For what it's worth, if you expand your horizons outside of just Unix
and Linux, things are rather different.

My horizon is a lot larger than that, which is why a Windows-specific
solution is just as unhelpful to me as a Unix-specific one.

 

[Jonathan de Boyne Pollard]

[...] Where's the buzzer/warning light for approaching the stack

My horizon is a lot larger than that, which is why a Windows-specific
solution is just as unhelpful to me as a Unix-specific one.

You weren't given a Windows-specific solution. Go and read what I
wrote, but properly this time, instead of stopping after the first
sentence as you did above. Your horizons certainly in this thread so
far have most definitely been confined to Unix and Linux. You keep
going on about SIGSEGV, for starters. If your horizon were wider, you'd
not be doing so. Nor would you be bringing up as problems things that
simply aren't the case outwith the narrow confines of Unix and Linux.
And indeed, I quote you from a couple of messages back:

My own programs are allowed to assume [...] a correspondingly early
version of POSIX, [...]

There's that narrow horizon right there, in your very own words.

 

[James Kuyper]

On 05/15/2011 05:49 PM, Jonathan de Boyne Pollard wrote:
....

not be doing so. Nor would you be bringing up as problems things that
simply aren't the case outwith the narrow confines of Unix and Linux.

"outwith" => "outside"?

If it's a problem for any fully conforming versions of C, it's a problem
my code should, ideally, be able to deal with properly, regardless of
whether there's other fully conforming versions where it is not.

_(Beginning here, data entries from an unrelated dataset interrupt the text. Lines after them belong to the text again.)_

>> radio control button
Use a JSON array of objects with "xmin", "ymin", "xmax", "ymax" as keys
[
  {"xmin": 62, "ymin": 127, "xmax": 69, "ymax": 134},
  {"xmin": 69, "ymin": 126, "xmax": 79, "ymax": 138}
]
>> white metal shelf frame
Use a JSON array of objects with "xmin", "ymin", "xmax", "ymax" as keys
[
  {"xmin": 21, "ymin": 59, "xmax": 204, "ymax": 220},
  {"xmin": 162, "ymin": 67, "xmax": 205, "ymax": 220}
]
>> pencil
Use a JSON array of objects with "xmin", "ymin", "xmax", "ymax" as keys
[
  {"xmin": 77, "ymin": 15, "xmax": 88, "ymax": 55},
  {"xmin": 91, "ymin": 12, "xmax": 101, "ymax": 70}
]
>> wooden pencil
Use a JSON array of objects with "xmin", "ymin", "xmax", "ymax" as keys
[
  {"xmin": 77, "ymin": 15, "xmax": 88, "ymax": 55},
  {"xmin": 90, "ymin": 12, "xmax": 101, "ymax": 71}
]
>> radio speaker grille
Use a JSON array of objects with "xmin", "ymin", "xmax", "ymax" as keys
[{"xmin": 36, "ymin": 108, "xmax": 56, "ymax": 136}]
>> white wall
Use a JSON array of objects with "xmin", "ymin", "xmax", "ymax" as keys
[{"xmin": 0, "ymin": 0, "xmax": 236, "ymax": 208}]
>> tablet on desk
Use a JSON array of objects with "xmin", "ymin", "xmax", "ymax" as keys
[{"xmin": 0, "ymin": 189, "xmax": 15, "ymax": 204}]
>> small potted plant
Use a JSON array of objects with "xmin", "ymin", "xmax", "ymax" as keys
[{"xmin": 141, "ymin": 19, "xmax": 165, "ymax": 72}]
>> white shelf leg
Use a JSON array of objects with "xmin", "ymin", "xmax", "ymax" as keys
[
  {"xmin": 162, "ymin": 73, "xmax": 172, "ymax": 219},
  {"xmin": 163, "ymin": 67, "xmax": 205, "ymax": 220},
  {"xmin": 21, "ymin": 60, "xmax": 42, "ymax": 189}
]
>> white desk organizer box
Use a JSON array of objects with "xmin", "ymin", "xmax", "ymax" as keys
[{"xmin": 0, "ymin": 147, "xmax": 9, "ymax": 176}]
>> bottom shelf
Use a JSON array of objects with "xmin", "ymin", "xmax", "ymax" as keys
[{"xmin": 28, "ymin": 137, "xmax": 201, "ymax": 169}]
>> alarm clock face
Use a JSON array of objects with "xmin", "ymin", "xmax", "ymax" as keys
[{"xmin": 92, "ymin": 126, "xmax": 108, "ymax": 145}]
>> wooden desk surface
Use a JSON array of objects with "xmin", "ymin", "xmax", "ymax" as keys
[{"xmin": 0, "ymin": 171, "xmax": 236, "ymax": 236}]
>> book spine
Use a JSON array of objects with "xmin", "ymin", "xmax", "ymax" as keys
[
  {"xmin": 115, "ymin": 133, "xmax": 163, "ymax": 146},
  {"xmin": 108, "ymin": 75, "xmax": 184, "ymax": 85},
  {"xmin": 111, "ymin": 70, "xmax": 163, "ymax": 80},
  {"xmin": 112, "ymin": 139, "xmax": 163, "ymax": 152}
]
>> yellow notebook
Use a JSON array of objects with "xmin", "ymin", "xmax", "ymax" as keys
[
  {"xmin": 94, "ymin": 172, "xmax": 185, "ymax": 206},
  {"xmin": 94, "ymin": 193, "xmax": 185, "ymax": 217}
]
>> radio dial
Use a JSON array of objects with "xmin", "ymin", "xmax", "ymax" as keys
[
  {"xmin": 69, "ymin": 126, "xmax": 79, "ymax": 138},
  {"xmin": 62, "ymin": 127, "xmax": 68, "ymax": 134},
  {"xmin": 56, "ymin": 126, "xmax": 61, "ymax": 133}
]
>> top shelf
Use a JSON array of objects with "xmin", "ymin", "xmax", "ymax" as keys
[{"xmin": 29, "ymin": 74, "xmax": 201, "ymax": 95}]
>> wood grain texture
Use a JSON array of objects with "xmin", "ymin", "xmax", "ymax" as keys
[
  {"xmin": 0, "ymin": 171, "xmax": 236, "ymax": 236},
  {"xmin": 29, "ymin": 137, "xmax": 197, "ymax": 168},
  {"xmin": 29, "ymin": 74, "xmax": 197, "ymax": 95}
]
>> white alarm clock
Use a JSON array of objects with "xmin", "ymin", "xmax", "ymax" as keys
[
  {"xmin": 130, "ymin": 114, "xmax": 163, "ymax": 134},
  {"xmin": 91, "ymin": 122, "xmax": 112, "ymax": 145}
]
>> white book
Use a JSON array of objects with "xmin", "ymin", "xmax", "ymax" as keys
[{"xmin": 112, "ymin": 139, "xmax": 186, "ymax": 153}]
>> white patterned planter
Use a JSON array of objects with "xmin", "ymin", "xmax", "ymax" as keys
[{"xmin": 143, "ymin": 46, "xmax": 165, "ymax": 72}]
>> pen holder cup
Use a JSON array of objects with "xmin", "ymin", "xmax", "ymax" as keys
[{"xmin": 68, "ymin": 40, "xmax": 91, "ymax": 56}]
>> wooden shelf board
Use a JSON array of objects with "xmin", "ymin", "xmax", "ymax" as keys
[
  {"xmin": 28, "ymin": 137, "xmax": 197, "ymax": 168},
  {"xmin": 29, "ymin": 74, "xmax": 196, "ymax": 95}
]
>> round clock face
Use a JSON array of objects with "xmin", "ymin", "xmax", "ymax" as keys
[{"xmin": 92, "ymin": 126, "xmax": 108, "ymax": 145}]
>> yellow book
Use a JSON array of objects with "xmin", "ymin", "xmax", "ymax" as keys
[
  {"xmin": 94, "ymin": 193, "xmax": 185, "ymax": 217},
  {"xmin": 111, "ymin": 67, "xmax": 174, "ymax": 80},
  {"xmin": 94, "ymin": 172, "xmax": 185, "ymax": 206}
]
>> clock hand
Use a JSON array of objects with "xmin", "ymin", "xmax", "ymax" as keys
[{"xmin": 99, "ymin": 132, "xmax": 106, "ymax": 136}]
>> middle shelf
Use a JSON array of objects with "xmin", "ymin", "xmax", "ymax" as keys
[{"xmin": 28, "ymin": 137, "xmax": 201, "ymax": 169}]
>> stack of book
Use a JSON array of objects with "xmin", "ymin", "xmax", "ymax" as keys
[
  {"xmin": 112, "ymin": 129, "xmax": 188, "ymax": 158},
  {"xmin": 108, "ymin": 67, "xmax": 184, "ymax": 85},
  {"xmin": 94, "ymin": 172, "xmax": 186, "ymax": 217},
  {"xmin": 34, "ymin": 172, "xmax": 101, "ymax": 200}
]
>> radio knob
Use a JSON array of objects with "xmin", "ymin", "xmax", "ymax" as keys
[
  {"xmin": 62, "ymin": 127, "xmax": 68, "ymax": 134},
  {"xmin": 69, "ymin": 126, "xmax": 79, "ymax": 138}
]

And indeed, I quote you from a couple of messages back:

My own programs are allowed to assume [...] a correspondingly early
version of POSIX, [...]

There's that narrow horizon right there, in your very own words.

What I'm allowed to assume for the project I'm working on, and what I'm
willing to assume in general, are two very different things.

Even on this particular project, my code actually relies very little
upon that particular assumption. That's possible primarily because one
of the third-party libraries I'm required to use hides a lot of the
implementation-specific details within it's own code. Because there's no
requirement that my code operate on non-POSIX platforms, I could not get
permission to spend any significant amount of time making sure that it
did; but if that requirement were changed, I doubt that my own code
would require many fixes.

A very small portion of my code relies upon the POSIX guarantee that
CHAR_BITS==8; most of it is carefully written to avoid making that
assumption. Those five programs rely upon that guarantee in order to
parse some data structures. If I could no longer rely upon POSIX, that
would be the most difficult part to fix.